El cuerpo de Constantino colgaba unos cuatro pies por debajo, con la sábana tensa alrededor del cuello y la cabeza inclinada hacia un lado. No era posible que aún siguiera con vida. Le vino a la memoria lo último que dijo y el Campo de Sangre que había a las afueras de Jerusalén. Debería habérselo imaginado.

Mareada y con el estómago revuelto, regresó tambaleándose al interior de la alcoba y se dejó caer sobre la cama. Permaneció inmóvil por espacio de un rato. ¿Era ella la culpable de lo sucedido? ¿Debería haber hecho algo más para impedir que Constantino tomara parte en el intento de fabricar un milagro?

Vicenze era el que había organizado todo el milagro y lo había diseñado para que fracasara. Los dos deberían haberlo imaginado desde el principio. Palombara lo sabía. Y al pensar en Palombara se inclinó hacia delante, enterró el rostro en la manta y rompió a llorar. Fue una especie de desahogo, después de tanto horror y tanto miedo, permitir que fluyeran las lágrimas y dejarse vencer por la pena.

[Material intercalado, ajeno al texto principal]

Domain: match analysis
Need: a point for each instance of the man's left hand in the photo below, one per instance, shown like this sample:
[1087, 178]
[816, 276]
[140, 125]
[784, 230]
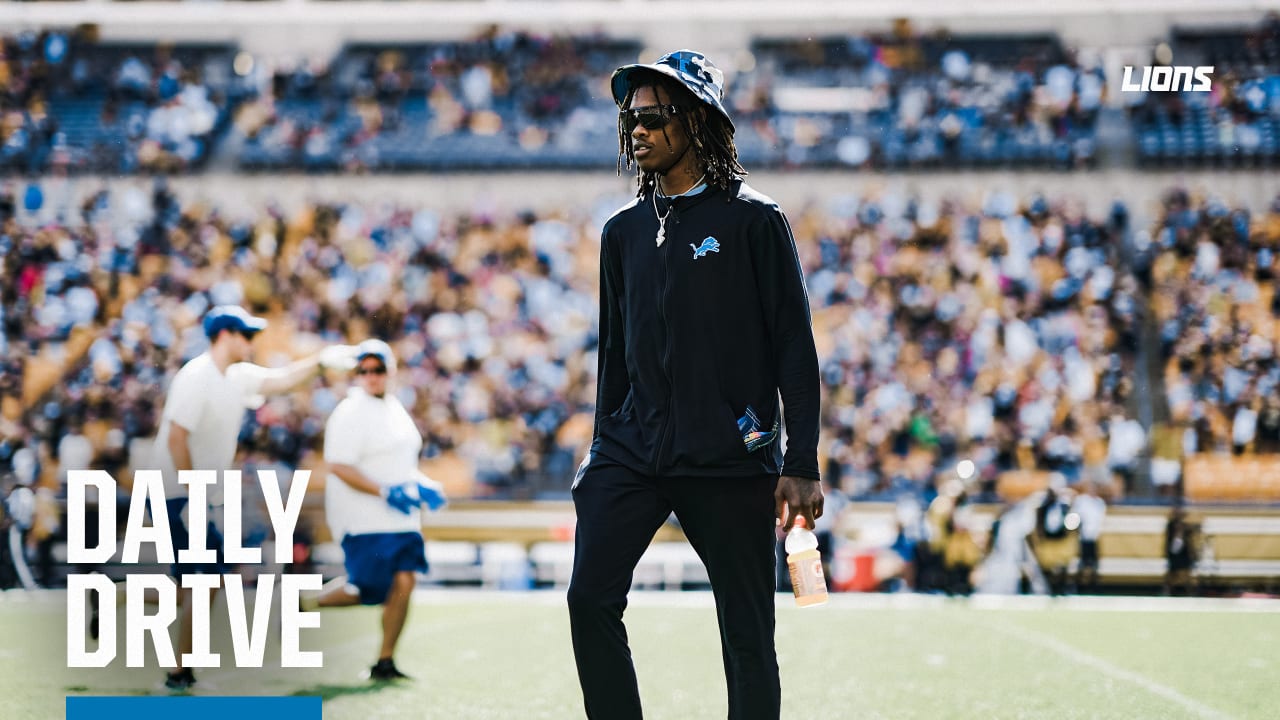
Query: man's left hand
[798, 496]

Aquella misma mañana, Ana regresó a ver a Teresa Mocenigo y la consoló del modo que mejor supo. Después la acompañó a enfrentarse a lo que aún quedaba de la muchedumbre del día anterior. En silencio y con la dignidad que otorga el sufrimiento, Teresa les rogó que honrasen la vida de Mocenigo comportándose con toda la nobleza de que fueran capaces. Debían proceder con Vicenze según dictaba la ley. Aunque fuera culpable, asesinarlo sería mancillar sus propias almas.

Finalmente, Ana volvió a su casa a curarse las heridas del corazón así como las de su maltrecho y dolorido cuerpo. Allí lloró por su propio vacío, por Giuliano y por la soledad que radicaba en el trasfondo de todo.